Il était délicieusement drôle d’entendre Alan ravaler ses mots par crainte d’une nouvelle dispute. J’aurais ri, si mon point ne m’en eût empêché ; mais si j’avais ri, je pense que j’aurais pleuré en même temps.
– Alan ! m’écriai-je, pourquoi êtes-vous si bon avec moi ? Pourquoi vous souciez-vous d’un si ingrat individu ?
– Ma foi, je ne sais, dit Alan. Car je me figurais précisément vous aimer à cause que vous ne vous disputiez jamais… et voilà qu’à présent je vous en aime davantage !
En Balquhidder
À la porte de la première maison que nous rencontrâmes, Alan frappa, geste qui était peu sûr dans une telle région des Highlands, que les Bruyères de Balquhidder. Nul grand clan n’y prédominait ; rien qu’une foule de petites branches et de débris sans cohésion, et ce qu’on nomme « des gens sans chef », refoulés par l’avance des Campbells dans le pays sauvage qui s’étend vers les sources du Forth et de la Teith. Il s’y trouvait et des Stewarts et des Maclarens, ce qui revenait au même, car les Maclarens suivaient à la guerre le chef d’Appin et ne faisaient qu’un avec ce dernier clan. Beaucoup aussi appartenaient à ce vieux clan proscrit et sans nom des Macgregors à tête rouge. Ils avaient toujours été mal vus, et alors pis que jamais, car ils se trouvaient isolés de tous les partis et factions de l’Écosse entière. Leur chef, Macgregor de Macgregor, était en exil ; son plus immédiat successeur pour cette partie du clan habitant Balquhidder, James More, le fils aîné de Rob Roy, était prisonnier dans le château d’Édimbourg, et attendait son procès, ils étaient en dissension avec Hautes et Basses-Terres, avec les Grahames, les Maclarens et les Stewarts ; et Alan, qui embrassait la querelle de tout ami, voire éloigné, désirait vivement les éviter.
Le hasard nous favorisa, car la maison que nous rencontrâmes appartenait aux Maclarens. Alan y fut non seulement le bienvenu à cause de son nom, mais on l’y connaissait de réputation. On me mit au lit sans plus tarder, et un docteur fut mandé, qui me trouva dans un bien triste état. Était-ce un bon docteur, ou faut-il l’attribuer à ma robuste jeunesse, – mais je ne fus alité qu’une semaine, et, dès la fin du mois, j’étais tout disposé à reprendre la route.
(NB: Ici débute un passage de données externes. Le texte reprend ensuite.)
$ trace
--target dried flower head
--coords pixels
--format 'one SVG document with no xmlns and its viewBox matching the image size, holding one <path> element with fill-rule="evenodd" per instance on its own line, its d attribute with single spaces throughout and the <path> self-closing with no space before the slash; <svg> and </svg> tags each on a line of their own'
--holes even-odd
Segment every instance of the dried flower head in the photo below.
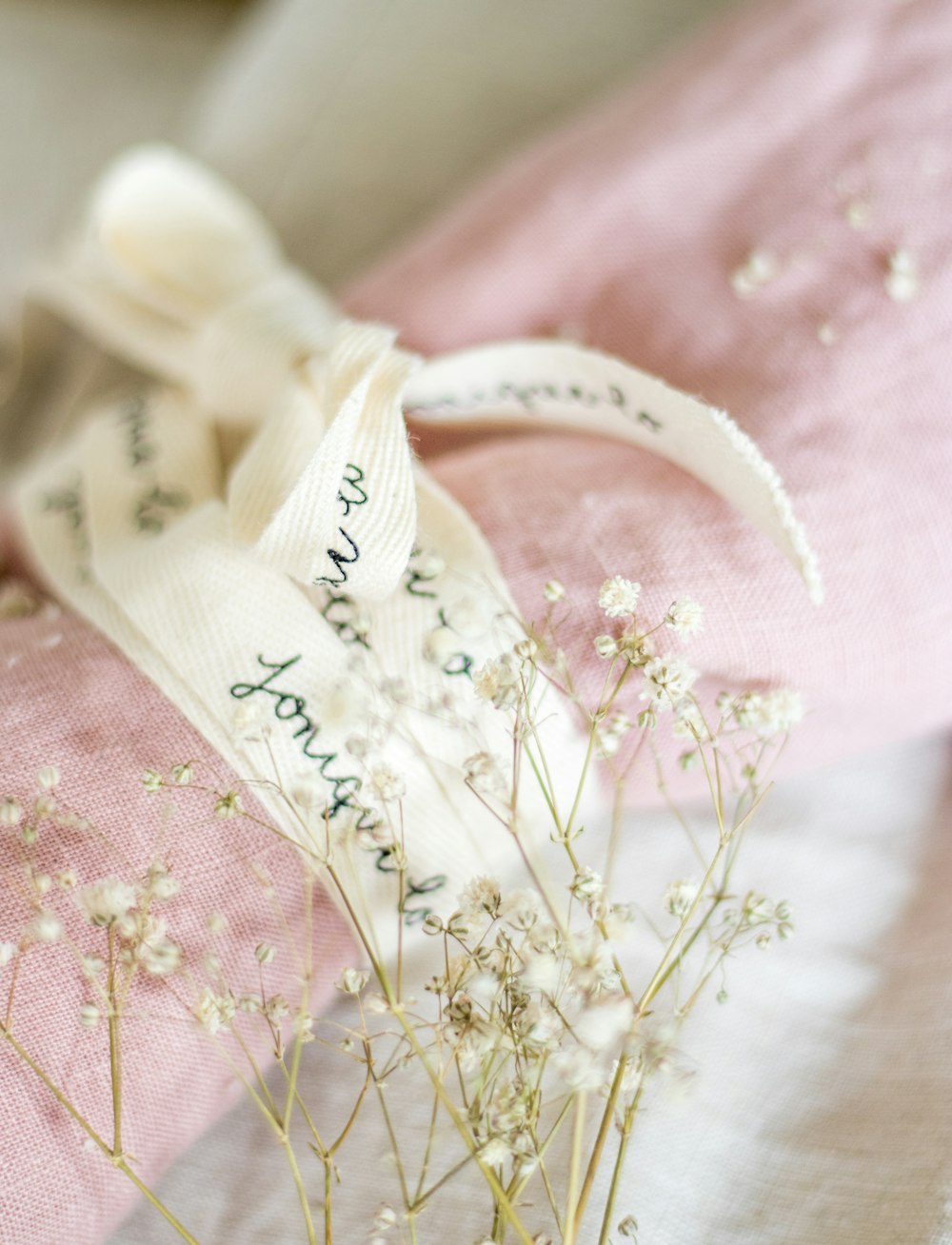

Cependant mon ami refusa de m’abandonner, malgré toutes mes instances ; et à vrai dire, la témérité de son séjour prolongé faisait un sujet d’étonnement pour les deux ou trois amis qui étaient dans le secret. Il se cachait de jour dans un creux de bruyère, sous un petit bois ; et de nuit, quand la voie était libre, il venait me rendre visite dans la maison. Inutile de dire que j’étais heureux de le voir ; notre hôtesse, Mme Maclaren, n’estimait rien de trop bon pour un tel hôte ; et comme Duncan Dhu (c’était le nom de notre hôte) possédait chez lui une cornemuse, et qu’il aimait beaucoup la musique, ma convalescence fut pour ainsi dire une longue fête, et nous avions pris l’habitude de faire de la nuit le jour.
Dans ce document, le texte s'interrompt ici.